Keiichiro Suzuki: Automatic Speech Recognition of Japanese numeral-numeral classifier combinations
The goal of automatic speech recognition (ASR) systems is to achieve complete, or human-level mapping of an acoustic signal to a string of words.
Dealing with natural speech, ASR systems encounter various linguistically significant issues such as coarticulation and morphophonemic alternations as
well as linguistically insignificant issues such as speech rate and environmental noise.
This paper presents a study to improve the performance of Japanese large vocabulary continuous speech recognizer (LVCSR) by modeling morphophonemic
alternation and pronunciation variation (i.e. free variation). In particular, I report the results of performance tests ran on numeral-numeral
classifier combinations in Japanese (e.g. ni-hon 'two stick-type object',
san-bon 'three stick-type objects'), showing how the accuracy of our LVCSR
engine was improved through modeling morphophonemic alternation and pronunciation variation of the target lexical items.

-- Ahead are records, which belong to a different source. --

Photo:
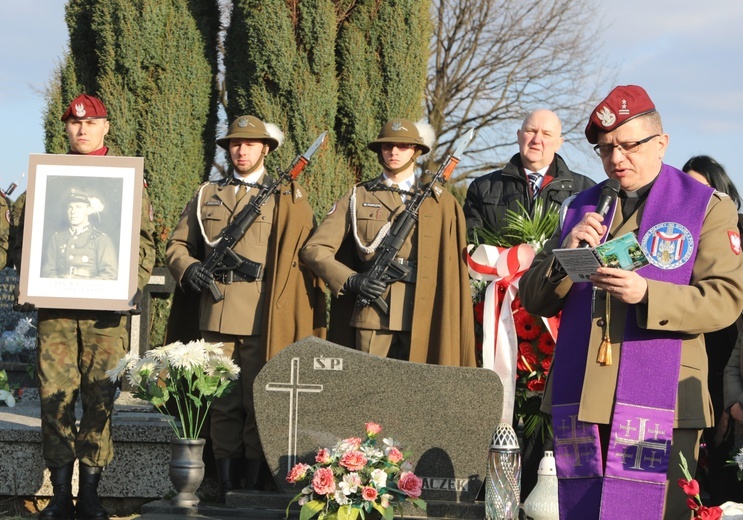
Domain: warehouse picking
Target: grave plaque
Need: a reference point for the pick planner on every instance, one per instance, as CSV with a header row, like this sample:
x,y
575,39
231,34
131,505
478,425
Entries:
x,y
314,393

On one hand, these
numeral-numeral classifier combinations can be a typical subject of phonological/morphological study, displaying linguistically significant,
"regular" voicing alternation patterns. On the other hand, the same set of data shows linguistically insignificant, pronunciation variation involving
voicing. I demonstrate that these two seemingly unrelated phenomena are indeed resolved by the same process of statistical adjustment.